Technological aspects of computer control of the secondary condensation complex of ammonia production under uncertainty

The object of study is a technological complex of secondary condensation (TCS) of large-capacity ammonia synthesis units of AM-1360 series, which provides final cooling and separation of condensed product ammonia from circulating gas (CG). The possibility of increasing the energy efficiency of production by modernising the equipment and technological design of the TACC was established. This is achieved by removing an energy-intensive electrically driven turbo-compressor refrigeration unit (TCRU) from the scheme and creating an adaptive system of optimal software control.

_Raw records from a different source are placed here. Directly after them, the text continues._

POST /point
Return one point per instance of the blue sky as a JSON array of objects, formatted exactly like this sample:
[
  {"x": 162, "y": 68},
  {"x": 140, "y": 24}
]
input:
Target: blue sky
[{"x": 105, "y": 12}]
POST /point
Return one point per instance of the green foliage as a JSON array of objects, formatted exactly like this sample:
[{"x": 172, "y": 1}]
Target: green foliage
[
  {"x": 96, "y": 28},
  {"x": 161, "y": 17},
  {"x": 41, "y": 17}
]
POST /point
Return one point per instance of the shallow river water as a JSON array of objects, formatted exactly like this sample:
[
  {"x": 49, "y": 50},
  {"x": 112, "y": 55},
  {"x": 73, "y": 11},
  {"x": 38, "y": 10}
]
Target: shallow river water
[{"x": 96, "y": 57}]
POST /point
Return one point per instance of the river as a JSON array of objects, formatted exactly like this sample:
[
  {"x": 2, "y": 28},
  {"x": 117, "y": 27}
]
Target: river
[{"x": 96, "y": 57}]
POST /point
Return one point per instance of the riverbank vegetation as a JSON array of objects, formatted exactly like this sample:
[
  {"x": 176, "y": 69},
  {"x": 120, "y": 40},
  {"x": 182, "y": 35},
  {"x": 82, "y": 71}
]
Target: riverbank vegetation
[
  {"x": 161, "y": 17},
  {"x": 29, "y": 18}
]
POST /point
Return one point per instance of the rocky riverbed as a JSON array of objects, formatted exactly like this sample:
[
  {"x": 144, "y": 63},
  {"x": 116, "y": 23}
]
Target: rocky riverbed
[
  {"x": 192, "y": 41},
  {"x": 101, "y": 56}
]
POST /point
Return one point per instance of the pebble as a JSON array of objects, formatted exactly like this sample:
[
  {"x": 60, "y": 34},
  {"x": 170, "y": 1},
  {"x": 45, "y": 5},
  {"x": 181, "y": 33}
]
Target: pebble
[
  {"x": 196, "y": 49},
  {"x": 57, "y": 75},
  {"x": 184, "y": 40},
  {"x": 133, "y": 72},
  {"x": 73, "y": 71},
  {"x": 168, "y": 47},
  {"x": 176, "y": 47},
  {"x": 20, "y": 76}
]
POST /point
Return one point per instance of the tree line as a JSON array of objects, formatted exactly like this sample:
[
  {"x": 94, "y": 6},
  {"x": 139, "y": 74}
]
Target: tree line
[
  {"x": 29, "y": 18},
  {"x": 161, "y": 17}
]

The expediency of applying a systematic approach to solving such a complex problem, the scientific basis of which is mathematical modelling and process identification, is shown. The peculiarities of the operating conditions of the TKVK and the primary condensation unit are analysed. The research results revealed uncertainties in the functioning of such components as the condensing column (CC) and low-temperature evaporators (LTE), which are connected to the operation scheme of two absorption-cooling units (ACU) and the ATC.

The algorithms for generating an information array of experimental data and numerical estimation of uncertainties, in particular, heat transfer coefficients in the BF and LST, as well as ammonia concentration at the outlet of the primary condensation unit and the BF, were developed. The algorithms provide for the separation of transient modes in the operation of the TKVK, verification of stationarity, reproducibility of the process and the hypothesis of the normality of the empirical distribution, which makes it possible to use a stochastic approximation method for numerical estimation of uncertainties.

Based on the results of processing the experimental data, a discrepancy between the real and design heat transfer coefficients was found, which is due to an underestimation of the condensation thermal resistance. The heat transfer processes in the BF and CNT as part of the CCS were identified and equations were obtained to determine the heat transfer coefficients, heat transfer, condensation thermal resistance, and ammonia concentration in the GHG at the inlet and outlet of the BF.

The conditions of the required temperature distribution in the TCWC to exclude it from the ATC scheme and reduce the DH cooling temperature in the HST by 5 °C compared to the original variant at the maximum DH heat load at the inlet of the complex were determined by mathematical modelling. The developed scheme of the TACC is characterised by greater energy efficiency due to the use of only heat-using refrigeration systems of AHU and steam generating units (SGU), which utilise the heat of material flows of both low temperature potential (up to 150 °C) and ultra-low (up to 90 °C).

Using the method of mathematical modelling of the VNT, the regularity of the extreme nature of the dependence of the cooling capacity and cooling temperature of the DH on the phlegm flow rate was established. The achievement of the maximum cooling capacity, and hence the minimum cooling temperature of the DH at a certain temperature head, is due to the critical mode of bubble boiling of the refrigerant. The dependencies of the DH cooling temperature on the controlling effect of the phlegm flow rate are determined, which characterise the shift of the extremum under conditions of changing the coordinates of the perturbation vector, and hence the change in the energy efficiency of ammonia production (annual natural gas consumption).

Algorithmic software was developed to solve the problems of identification, obtaining a mathematical model of the CNT evaporator and numerical estimation of the optimal state vector (cooling temperature of the DH). The use of the algorithm implemented in the MatLab package ensures the solution of the optimisation problem in real time by a gradient-free stepwise method using one-dimensional extremum search methods.

The technical structure of a computer-integrated system for optimal software control of the temperature regime of a low-temperature evaporator, adapted to the existing information system of an industrial synthesis unit, has been determined.